Ce week-end, les réseaux sociaux de la bande dessinée se sont enflammés comme une pinède corse en plein été. La faute notamment à l’auteur François Schuiten qui, en plein lancement de son Blake et Mortimer, a annoncé la fin de sa carrière de bédéaste. Pourtant, à mon sens, la situation du monument de la bd Schuiten n’est en rien représentative des difficultés des auteurs et autrices de bande dessinée.
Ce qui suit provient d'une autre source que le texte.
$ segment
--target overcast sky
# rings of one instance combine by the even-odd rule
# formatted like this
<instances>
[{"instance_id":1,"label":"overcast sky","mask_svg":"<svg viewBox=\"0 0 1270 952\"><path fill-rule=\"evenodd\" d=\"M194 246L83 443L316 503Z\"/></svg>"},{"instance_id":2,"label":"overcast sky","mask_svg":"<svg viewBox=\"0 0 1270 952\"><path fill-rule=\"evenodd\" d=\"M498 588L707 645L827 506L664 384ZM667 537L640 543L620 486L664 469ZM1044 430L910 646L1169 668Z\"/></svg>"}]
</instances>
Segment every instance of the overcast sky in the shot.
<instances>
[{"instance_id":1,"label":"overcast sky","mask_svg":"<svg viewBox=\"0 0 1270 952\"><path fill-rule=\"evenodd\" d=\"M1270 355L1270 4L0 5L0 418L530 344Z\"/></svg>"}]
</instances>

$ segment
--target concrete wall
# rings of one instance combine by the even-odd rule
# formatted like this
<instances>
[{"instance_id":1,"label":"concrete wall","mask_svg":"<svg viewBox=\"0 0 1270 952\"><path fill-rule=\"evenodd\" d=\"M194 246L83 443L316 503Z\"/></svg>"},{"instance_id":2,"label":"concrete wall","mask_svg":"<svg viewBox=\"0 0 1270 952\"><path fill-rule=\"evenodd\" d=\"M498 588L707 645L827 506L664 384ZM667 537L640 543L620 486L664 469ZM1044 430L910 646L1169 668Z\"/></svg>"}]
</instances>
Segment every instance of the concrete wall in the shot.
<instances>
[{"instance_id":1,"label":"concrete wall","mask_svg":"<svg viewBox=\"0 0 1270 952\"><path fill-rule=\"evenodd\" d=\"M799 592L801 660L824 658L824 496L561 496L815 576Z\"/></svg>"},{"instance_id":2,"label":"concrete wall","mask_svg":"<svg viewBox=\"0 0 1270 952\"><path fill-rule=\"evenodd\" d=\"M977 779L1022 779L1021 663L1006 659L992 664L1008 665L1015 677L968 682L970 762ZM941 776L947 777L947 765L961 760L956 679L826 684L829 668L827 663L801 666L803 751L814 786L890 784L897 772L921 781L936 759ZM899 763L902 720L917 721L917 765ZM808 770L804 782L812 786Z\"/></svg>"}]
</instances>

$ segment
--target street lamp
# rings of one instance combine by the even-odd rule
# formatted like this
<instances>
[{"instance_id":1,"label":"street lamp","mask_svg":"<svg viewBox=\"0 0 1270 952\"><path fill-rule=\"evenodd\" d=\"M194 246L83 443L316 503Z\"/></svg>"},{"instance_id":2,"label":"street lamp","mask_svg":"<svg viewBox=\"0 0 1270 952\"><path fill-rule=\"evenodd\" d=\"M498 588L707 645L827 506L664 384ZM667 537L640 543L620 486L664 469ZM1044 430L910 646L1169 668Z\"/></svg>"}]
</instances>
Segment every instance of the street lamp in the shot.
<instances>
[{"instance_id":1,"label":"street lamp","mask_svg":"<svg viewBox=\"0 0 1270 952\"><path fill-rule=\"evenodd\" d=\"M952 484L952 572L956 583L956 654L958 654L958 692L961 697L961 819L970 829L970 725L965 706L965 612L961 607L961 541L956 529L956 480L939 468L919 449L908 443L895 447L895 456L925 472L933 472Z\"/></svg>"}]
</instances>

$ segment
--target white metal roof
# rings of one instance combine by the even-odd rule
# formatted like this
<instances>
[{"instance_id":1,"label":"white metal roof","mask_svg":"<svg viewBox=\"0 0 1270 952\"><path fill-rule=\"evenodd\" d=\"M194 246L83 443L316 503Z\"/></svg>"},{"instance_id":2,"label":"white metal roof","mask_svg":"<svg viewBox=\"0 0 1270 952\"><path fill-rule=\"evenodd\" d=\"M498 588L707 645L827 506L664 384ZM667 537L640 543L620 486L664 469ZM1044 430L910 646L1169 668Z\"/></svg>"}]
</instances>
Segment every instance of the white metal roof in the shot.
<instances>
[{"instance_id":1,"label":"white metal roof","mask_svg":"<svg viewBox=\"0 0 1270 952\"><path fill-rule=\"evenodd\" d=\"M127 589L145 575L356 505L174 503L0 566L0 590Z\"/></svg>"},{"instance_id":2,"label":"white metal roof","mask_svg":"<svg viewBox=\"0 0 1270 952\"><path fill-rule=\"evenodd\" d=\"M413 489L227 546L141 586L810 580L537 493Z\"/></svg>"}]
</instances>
Voici pourquoi!

L’OBJET DU DELIT SCHUITEN

Qu’a donc dit François Schuiten pour échauffer les esprits ? Il a annoncé à mes confrères d’Actua BD qu’il arrêtait la bande dessinée car il n’avait plus la possibilité de s’investir comme il le souhaitait sur ses albums, au vu du montant des revenus versés par les éditeurs pour cette création.

De fait, il met en avant une réalité : les éditeurs bd proposent aujourd’hui des contrats de moins en moins bien rémunérés. Il n’est pas rare de se voir proposer moins de 10000€ pour une année de travail à temps complet. Faites le calcul vous-même et voyez si vous auriez envie de travailler pour un tel revenu.

Voyant d’année en année leurs conditions de travail baisser en qualité de par les mutations de l’univers économique de la bd, les auteurs et autrices de bande dessinée sont sur les dents sans qu’aucune piste d’amélioration ne se profile.

NON, SCHUITEN N’EST PAS LA NORME!

A la suite de cette déclaration, de nombreux artistes se sont sentis solidaires du co-créateur des Cités obscures et l’ont soutenu. Pourtant il me semble qu’il y a erreur. C’est vrai, il est important que les monstres sacrés, les gros vendeurs, s’affichent aux côtés de leurs collègues moins bien lotis. Mais la demande de Schuiten est une demande de star qui ne correspond qu’aux besoins d’une minorité d’auteurs et autrices au sommet d’une glorieuse carrière.

Schuiten veut être un artiste. Il veut pouvoir passer plusieurs années sur un projet bd et ne se consacrer qu’à celui ci. C’est une démarche noble et éminemment respectable. Mais la bande dessinée est avant tout une industrie. Et sa posture n’est pas concevable dans un tel contexte.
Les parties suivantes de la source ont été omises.